Continental global water filter Mobile surface waters and soil waters are relatively disconnected on a global scale. Water on land is eventually lost by surface runoff into the oceans or is ultimately sent back to the atmosphere through evapotranspiration processes. Good et al. determined that 65% of continental water evaporation is from soils, which includes water taken up and transpired by plants (see the Perspective by Brooks). Although just a small fraction of global surface waters pass through soils, individual stream ecosystems may be affected by water quality changes in nearby soils.

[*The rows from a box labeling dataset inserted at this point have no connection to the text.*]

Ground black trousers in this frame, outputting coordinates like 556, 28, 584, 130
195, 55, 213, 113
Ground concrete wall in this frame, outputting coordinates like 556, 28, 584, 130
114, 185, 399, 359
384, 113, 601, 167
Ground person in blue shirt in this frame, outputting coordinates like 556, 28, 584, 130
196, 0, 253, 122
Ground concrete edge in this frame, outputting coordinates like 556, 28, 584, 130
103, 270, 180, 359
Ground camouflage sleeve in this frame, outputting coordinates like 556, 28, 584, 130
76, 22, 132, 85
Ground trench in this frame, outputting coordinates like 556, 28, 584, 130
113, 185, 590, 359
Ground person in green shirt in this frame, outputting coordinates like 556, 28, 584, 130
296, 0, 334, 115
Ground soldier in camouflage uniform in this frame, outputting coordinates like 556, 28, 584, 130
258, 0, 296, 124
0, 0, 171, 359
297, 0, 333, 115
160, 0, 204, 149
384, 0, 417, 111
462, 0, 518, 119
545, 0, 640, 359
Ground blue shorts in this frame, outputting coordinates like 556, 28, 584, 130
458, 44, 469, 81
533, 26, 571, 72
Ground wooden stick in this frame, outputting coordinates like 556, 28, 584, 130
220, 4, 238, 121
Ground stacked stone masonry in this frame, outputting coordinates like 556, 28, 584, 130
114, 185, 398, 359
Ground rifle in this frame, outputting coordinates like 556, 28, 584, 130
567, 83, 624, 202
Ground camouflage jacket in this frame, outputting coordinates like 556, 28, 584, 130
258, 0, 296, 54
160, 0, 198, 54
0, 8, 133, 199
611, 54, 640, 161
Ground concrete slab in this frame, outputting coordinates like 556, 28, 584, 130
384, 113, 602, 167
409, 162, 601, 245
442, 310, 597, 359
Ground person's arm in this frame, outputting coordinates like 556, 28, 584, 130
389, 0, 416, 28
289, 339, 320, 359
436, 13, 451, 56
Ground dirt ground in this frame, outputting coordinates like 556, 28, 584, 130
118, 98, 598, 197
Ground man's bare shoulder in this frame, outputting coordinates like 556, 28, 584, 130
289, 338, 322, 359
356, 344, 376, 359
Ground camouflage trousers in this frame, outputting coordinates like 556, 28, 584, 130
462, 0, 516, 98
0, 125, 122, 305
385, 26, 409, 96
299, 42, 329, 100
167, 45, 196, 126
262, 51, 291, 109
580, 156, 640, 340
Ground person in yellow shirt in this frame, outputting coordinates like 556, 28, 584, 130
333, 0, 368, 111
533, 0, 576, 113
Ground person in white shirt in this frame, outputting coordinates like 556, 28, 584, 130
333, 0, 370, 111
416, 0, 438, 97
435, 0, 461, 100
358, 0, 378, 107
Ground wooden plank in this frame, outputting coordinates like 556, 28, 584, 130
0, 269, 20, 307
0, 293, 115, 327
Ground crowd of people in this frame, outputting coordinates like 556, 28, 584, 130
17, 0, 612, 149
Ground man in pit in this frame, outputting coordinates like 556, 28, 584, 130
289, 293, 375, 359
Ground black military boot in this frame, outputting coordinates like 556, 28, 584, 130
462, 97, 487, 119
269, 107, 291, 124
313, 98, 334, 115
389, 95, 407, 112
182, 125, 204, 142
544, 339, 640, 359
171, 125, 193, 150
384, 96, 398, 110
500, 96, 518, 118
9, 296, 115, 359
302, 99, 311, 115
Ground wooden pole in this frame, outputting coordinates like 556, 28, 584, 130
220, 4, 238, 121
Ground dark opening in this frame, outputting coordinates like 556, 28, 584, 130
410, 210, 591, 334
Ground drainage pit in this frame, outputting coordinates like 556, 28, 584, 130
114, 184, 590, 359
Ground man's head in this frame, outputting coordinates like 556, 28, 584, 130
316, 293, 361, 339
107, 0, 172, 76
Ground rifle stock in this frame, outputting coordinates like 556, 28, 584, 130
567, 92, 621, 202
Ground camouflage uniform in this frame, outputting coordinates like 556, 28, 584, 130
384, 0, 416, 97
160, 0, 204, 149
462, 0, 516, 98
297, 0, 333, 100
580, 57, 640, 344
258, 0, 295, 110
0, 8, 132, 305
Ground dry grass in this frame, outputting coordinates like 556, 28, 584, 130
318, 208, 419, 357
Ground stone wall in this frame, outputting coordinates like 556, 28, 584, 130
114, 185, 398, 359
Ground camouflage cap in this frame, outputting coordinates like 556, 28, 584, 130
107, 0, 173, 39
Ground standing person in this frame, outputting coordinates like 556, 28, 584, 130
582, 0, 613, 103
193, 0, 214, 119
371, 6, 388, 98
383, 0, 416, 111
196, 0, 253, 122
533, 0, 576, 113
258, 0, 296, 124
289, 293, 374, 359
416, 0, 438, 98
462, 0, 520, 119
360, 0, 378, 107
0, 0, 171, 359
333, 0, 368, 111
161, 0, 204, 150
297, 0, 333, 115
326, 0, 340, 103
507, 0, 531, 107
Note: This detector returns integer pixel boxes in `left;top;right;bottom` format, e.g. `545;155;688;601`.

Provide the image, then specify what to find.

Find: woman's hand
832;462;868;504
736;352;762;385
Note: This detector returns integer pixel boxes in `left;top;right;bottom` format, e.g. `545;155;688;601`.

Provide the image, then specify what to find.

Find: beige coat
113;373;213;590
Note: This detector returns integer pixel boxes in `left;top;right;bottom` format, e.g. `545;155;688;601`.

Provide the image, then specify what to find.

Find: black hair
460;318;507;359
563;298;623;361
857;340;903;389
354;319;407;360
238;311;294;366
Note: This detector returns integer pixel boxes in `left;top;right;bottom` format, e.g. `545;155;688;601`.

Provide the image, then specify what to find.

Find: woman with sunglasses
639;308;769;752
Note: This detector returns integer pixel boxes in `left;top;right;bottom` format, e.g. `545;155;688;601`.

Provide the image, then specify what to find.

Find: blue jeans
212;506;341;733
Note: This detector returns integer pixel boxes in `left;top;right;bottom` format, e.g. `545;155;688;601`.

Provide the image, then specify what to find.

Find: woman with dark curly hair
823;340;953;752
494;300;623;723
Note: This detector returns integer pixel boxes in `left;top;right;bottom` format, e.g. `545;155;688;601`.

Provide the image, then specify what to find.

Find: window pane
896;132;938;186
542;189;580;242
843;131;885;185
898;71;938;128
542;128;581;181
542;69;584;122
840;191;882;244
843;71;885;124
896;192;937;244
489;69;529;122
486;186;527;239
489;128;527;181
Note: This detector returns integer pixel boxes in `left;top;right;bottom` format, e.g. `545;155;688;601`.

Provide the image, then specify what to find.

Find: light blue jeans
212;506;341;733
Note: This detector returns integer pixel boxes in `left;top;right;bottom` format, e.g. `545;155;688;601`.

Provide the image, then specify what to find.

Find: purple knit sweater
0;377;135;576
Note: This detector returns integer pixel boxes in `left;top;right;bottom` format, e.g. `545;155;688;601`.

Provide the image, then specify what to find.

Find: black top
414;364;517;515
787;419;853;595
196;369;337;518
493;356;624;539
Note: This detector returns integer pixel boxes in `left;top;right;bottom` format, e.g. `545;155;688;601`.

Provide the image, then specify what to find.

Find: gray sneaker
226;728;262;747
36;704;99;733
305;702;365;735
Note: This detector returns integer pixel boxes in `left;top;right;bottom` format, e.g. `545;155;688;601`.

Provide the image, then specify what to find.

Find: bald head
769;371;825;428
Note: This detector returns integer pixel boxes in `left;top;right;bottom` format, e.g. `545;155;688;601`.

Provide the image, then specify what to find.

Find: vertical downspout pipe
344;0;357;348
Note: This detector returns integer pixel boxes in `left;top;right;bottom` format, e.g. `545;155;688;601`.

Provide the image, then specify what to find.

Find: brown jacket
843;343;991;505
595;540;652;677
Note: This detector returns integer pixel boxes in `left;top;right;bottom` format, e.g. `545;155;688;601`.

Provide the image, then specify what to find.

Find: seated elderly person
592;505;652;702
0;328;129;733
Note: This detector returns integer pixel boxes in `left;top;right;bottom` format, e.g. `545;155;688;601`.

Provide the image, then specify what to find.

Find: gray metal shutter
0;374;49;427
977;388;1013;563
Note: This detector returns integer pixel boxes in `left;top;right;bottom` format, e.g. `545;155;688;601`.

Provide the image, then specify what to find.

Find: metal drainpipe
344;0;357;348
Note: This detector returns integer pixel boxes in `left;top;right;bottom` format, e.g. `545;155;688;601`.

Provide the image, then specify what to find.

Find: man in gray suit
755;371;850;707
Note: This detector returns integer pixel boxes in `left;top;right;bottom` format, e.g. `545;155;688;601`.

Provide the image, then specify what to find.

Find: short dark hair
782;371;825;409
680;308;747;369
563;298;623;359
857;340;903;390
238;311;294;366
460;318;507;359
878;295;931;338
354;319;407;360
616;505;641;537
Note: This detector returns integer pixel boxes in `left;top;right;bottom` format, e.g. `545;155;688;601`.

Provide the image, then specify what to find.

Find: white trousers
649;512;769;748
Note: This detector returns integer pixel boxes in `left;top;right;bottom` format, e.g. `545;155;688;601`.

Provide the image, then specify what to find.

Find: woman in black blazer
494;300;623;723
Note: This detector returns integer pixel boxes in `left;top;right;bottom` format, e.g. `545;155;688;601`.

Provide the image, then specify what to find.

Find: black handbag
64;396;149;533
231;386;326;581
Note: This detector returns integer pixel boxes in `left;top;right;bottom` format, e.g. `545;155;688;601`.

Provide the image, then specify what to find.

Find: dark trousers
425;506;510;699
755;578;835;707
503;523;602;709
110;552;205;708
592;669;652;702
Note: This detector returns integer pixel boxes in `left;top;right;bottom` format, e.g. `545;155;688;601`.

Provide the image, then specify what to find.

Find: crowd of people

Science, this issue p. 175; see also p. 138 Most of global continental evaporation occurs from soils, not surface waters. [Also see Perspective by Brooks] Continental precipitation not routed to the oceans as runoff returns to the atmosphere as evapotranspiration. Partitioning this evapotranspiration flux into interception, transpiration, soil evaporation, and surface water evaporation is difficult using traditional hydrological methods, yet critical for understanding the water cycle and linked ecological processes. We combined two large-scale flux-partitioning approaches to quantify evapotranspiration subcomponents and the hydrologic connectivity of bound, plant-available soil waters with more mobile surface waters. Globally, transpiration is 64 ± 13% (mean ± 1 standard deviation) of evapotranspiration, and 65 ± 26% of evaporation originates from soils and not surface waters. We estimate that 38 ± 28% of surface water is derived from the plant-accessed soil water pool. This limited connectivity between soil and surface waters fundamentally structures the physical and biogeochemical interactions of water transiting through catchments.